Verilen Maddi Manevi Rüşvetler

Üstadımız Bediüzzaman Said Nursi (r.a)

Verilen Maddi ve Manevi Ücretler

Emirdağ Gayr-i Münteşir


        Maddî-manevî bir sual münasebetiyle garib bir ihtar:

        Şöyle ki: Denildi: Sen müdafaaatında demişsin: “Müslümanlar din terbiyesini terketse, anarşi olur. Başka ecnebî milletler gibi komünist veya sosyalist gibi kayıd altında kalamaz ve anarşilere idare etmek yalnız istibdad-ı mutlak ve rüşvet-i mutlaka ile olabilir, başka çare olamaz.” Hem müdafaatta demişsin: “Risale-i Nur küfr-ü mutlakı kırdığı için küfr-ü mutlakın üstü olan istibdad-ı mutlakı ve altı olan anarşiliği def’eder, kaldırır.” Acaba bir misal gösterebilir misin?

        Ben de dedim: Mahrem ve kısaca bir cevab şudur ki: Hakiki anarşilik değil, belki bir tevehhümle bir mikdar lâdinî terbiyesi altında kalan bu vatandaki dindar millete anarşilik gelmiş veya gelmesi ihtimaline binaen umumî ve küllî acib bir rüşvet-i mutlaka nevinden memurlara maaşı kadar bir ilâve ve çiftçilerden şimdi çok maslahatlı ve merhametli olan öşür vergisini kaldırıp para ile buğdayı onlardan satın almak gibi; dâhilî haricî cereyanlar anarşilik damarından istifade etmemek için, çok garib maddî-manevî cüz’î-küllî rüşvetler göründüğü; çok zamandan beri hayat-ı içtimaiyeye bakmadığım için bilemediğim ve istemediğim halde birden köylülerden işittim.

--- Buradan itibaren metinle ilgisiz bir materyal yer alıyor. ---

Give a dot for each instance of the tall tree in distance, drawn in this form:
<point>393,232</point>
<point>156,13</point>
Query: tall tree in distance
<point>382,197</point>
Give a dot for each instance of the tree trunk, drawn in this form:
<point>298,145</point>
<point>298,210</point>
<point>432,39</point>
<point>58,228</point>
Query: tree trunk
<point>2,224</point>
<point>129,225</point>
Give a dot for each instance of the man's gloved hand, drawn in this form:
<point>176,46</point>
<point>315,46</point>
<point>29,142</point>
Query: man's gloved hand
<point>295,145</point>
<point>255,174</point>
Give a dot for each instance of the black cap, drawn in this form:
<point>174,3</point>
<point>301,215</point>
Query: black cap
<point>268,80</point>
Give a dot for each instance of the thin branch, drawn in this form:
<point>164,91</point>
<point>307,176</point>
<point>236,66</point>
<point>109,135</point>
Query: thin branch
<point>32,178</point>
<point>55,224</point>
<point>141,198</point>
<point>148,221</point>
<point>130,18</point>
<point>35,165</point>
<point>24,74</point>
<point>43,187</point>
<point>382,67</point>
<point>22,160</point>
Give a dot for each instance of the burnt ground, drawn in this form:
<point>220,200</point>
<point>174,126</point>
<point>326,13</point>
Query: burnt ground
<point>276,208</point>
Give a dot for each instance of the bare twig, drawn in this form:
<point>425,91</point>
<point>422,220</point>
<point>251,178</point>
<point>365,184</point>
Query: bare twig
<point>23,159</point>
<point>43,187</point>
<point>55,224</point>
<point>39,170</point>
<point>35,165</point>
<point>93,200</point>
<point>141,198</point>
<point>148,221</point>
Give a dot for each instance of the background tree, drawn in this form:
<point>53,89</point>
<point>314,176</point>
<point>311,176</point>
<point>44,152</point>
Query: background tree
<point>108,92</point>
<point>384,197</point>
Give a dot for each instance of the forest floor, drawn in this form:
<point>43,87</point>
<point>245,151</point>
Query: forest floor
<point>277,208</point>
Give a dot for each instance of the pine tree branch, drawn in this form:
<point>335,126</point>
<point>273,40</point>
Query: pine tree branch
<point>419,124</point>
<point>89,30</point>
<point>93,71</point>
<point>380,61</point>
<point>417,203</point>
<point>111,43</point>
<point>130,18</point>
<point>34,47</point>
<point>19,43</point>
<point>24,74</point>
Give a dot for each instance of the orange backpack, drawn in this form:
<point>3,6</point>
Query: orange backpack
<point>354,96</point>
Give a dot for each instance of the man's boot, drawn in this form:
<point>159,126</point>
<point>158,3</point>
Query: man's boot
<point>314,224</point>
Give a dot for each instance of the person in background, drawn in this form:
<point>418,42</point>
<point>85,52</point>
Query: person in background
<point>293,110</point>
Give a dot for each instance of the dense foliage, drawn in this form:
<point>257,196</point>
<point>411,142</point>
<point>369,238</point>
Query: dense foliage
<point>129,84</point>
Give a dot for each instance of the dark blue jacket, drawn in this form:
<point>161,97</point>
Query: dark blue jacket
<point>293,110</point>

        Yine bu münasebetle manen denildi ki:

        Nurcular gayet büyük bir kuvvettir. Ne için onlara da hakk-ı sükût olarak tamam serbestiyet vermekle manevî bir rüşvet verilmiyor?

        Ben de dedim: Risale-i Nur’un tamamen ehemmiyetini takdir ve kıymetini tam tasdik ettikleri halde intişarına meydan vermemesiyle, hariçten gelen dehşetli dinsizlik cereyanına güya Risale-i Nur’u neşrettirmemekle surî, dinsizcesine, lüzumsuz, faidesiz bir rüşvet veriyorlar gibidir. Tâ o haricî ve hücum etmek isteyenler hücum etmesinler. Halbuki Risale-i Nur dâhilde kuvvetli manevî fütuhatı ile anarşiliğe meydan vermediği gibi, hariçten gelen ve içimizden anarşiliği yetiştirmeğe çalışan, şimalden gelen dehşetli dinsizlik cereyanına karşı sedd-i Zülkarneyn gibi bir sedd-i Kur’anîdir. Bu vatandaki milliyetperver ve vatanperver ve ehl-i hamiyet siyasetçe, hayat-ı içtimaiyece ve kendi menfaatlerinceRisale-i Nur’un neşrine mecbur olduklarını iddia ederiz. Ve Nurları iman için okuyan veya resmen tedkik eden binler şahid, bu davayı tasdik ederler. Eğer bu yirmi senede, perde altında Risale-i Nur Kur’anın mu’cize-i maneviyesiyle yüzbinler iman-ı tahkikî sahiblerini yetiştirmese idi, bu mübarek vatan ve millet pek dehşetli fırtınalara tutulacaktı. Ve tutulmadığına bir sebeb de Risale-i Nur olduğuna Sure-i Vel-Asr işaret ediyor.

Yoruma kapalı.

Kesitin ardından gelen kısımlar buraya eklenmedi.